Save us, O Lord our God,
And gather us from among the nations,
That we may give thanks to your holy name
And glory in your praise.
Among the Nations
Have you ever spent time in another nation, or among a culture in which you don’t speak the language? It is a rather disorienting experience. Even walking down the street and not knowing what any of the signs mean can leave you with a feeling of being unmoored from your surroundings.
About ten years ago I spent the better part of a week with a friend of mine in France. He is French Canadian and therefore did all the talking and reading, and consequently explaining to me. I was more or less along for the ride. After a week I thought that I had settled into my blissful ignorance of the language around me. On our return trip, however, we took the Eurostar train, which goes underneath the English Channel from France to England. As we pulled into the station in London a funny feeling washed over me. I could understand. All around me were billboards and posters, mostly advertisements. But I could read them. I never thought a grouping of ads could make me feel so good. Toothpaste, insurance, movies, it didn’t matter what the product was, they spoke to me in a way that a world written in French could never do. I was comfortable in my surrounding, a feeling I didn’t have while I was surrounded by a language I didn’t know. With one exception.
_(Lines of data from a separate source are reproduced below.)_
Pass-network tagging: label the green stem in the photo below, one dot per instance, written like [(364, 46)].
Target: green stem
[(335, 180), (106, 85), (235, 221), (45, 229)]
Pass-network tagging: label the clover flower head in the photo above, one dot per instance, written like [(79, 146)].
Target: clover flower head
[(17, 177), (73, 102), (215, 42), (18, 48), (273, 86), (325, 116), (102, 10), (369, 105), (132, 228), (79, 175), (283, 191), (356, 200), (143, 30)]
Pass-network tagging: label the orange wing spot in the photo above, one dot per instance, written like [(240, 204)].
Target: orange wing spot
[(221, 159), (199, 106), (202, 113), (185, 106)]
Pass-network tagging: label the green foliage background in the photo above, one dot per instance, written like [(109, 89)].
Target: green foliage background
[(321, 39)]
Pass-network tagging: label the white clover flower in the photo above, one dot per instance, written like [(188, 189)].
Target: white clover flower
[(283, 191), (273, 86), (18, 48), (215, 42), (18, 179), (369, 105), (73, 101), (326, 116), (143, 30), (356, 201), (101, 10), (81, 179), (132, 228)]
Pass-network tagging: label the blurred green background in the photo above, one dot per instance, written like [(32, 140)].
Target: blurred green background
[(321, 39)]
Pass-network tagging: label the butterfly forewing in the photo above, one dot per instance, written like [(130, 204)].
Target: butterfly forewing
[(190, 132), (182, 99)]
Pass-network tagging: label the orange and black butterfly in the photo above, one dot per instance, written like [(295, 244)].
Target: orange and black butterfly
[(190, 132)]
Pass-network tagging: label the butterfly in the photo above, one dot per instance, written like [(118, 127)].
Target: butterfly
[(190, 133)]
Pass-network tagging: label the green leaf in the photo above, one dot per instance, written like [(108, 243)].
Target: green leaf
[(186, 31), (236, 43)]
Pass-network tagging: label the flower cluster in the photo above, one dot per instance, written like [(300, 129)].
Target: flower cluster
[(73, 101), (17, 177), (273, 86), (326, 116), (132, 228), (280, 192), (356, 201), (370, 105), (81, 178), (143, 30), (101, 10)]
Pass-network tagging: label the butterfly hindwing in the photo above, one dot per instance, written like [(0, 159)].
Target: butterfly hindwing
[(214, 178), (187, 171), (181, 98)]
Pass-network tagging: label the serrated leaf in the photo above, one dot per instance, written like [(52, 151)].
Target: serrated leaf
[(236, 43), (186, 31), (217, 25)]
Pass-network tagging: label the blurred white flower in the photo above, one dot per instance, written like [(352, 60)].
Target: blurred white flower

On this same trip, my friend and I took a special trip to Lourdes, the holy pilgrimage spot of St. Bernadette. Unlike our stop in the wine country of Bordeaux, unlike the hustle and bustle of Paris, it was in the tiny city of Lourdes where I felt the most comfort. And it wasn’t because there was more English. It’s because of another experience that transcended the cultural divide. At the great basilica that rises in the center of town we met pilgrims from all over the world who came to worship at this holy site. All of a sudden I wasn’t an English speaker in a sea of French but one pilgrim among a multitude from among the nations. We each had our own languages, not understanding each other directly, but worshiping God as one.
What the psalmist cries out for in Psalm 105 I saw it firsthand. The Lord our God does gather us from among the nations.